Vegan Pumpkin Pie Ice Cream

by Chef Joe Toma

1 can (15 ounces) pure pumpkin puree or 1-3/4 cups homemade cooked pumpkin puree, well-drained *see note below.
1-1/2 to 2 cups Sweetened or Sugar-Free MIMICCREME
1/4 cup light-brown sugar
1/2 teaspoon salt
1 teaspoon ground cinnamon
1/4 teaspoon ground ginger
1/4 teaspoon ground nutmeg
1/4 teaspoon ground cloves
1/8 tsp. Vanilla extract

PREPARATION:
*Place pumpkin puree into a strainer lined with cheesecloth for 15 minutes to drain off any excess water. (You can use the liquids later in a smoothie or fruit drink.)

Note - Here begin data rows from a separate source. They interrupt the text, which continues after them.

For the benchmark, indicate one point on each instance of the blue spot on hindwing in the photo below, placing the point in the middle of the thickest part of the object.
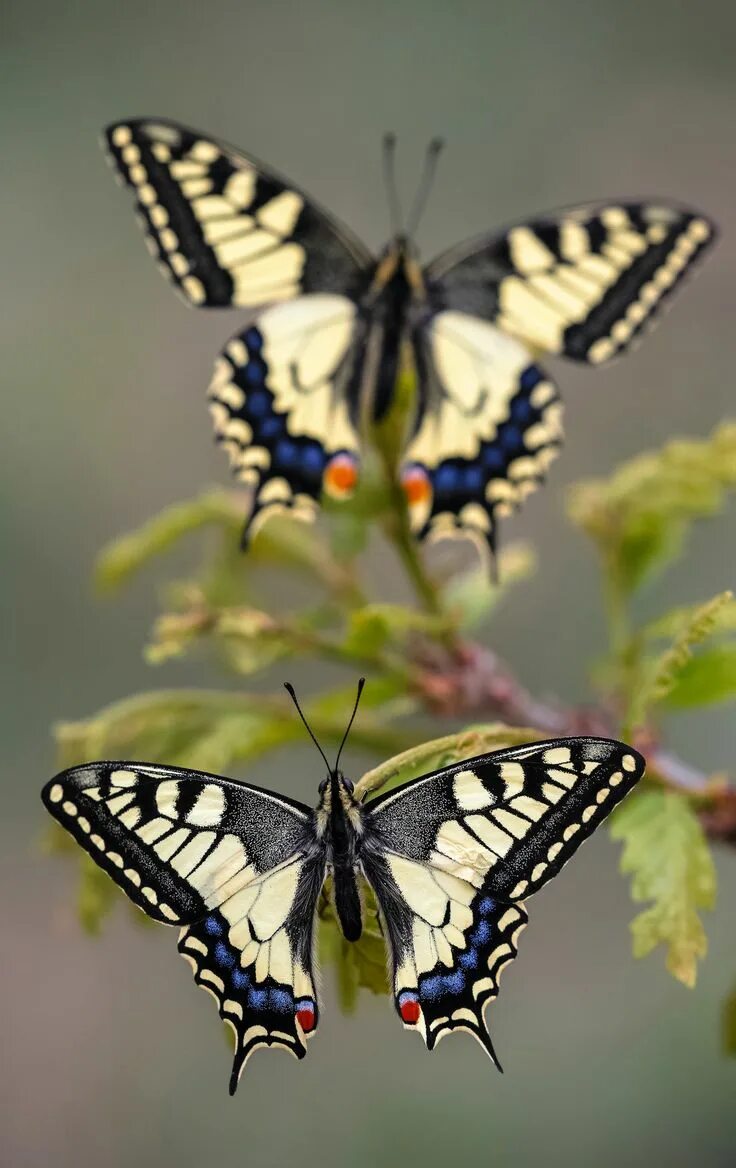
(223, 954)
(494, 460)
(529, 377)
(254, 340)
(455, 981)
(446, 477)
(481, 933)
(280, 1000)
(511, 437)
(258, 403)
(522, 411)
(255, 373)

Transfer the drained puree to a blender hopper (or the mixing bowl of an electric mixer). Add the remaining ingredients. Blend (or mix) the drained pumpkin puree, MIMICCREME, light-brown sugar, salt, cinnamon, ginger, nutmeg, cloves and Vanilla extract on medium-high speed for 3-5 minutes, scraping sides often.

Pour mixture into ice cream machine. Start machine and freeze for 20 minutes, or as per manufacturer's recommendations for your machine. This recipe is best when churned to a semi-hard consistency-- somewhere between soft-serve and hard ice cream.

(If placed in the freezer compartment of your refrigerator for serving later, it will become quite hard, due to the large amount of pumpkin puree. So, should you have to freeze it for later enjoyment, it is best to set it out on a countertop to thaw for approximately 10-15 minutes before eating.)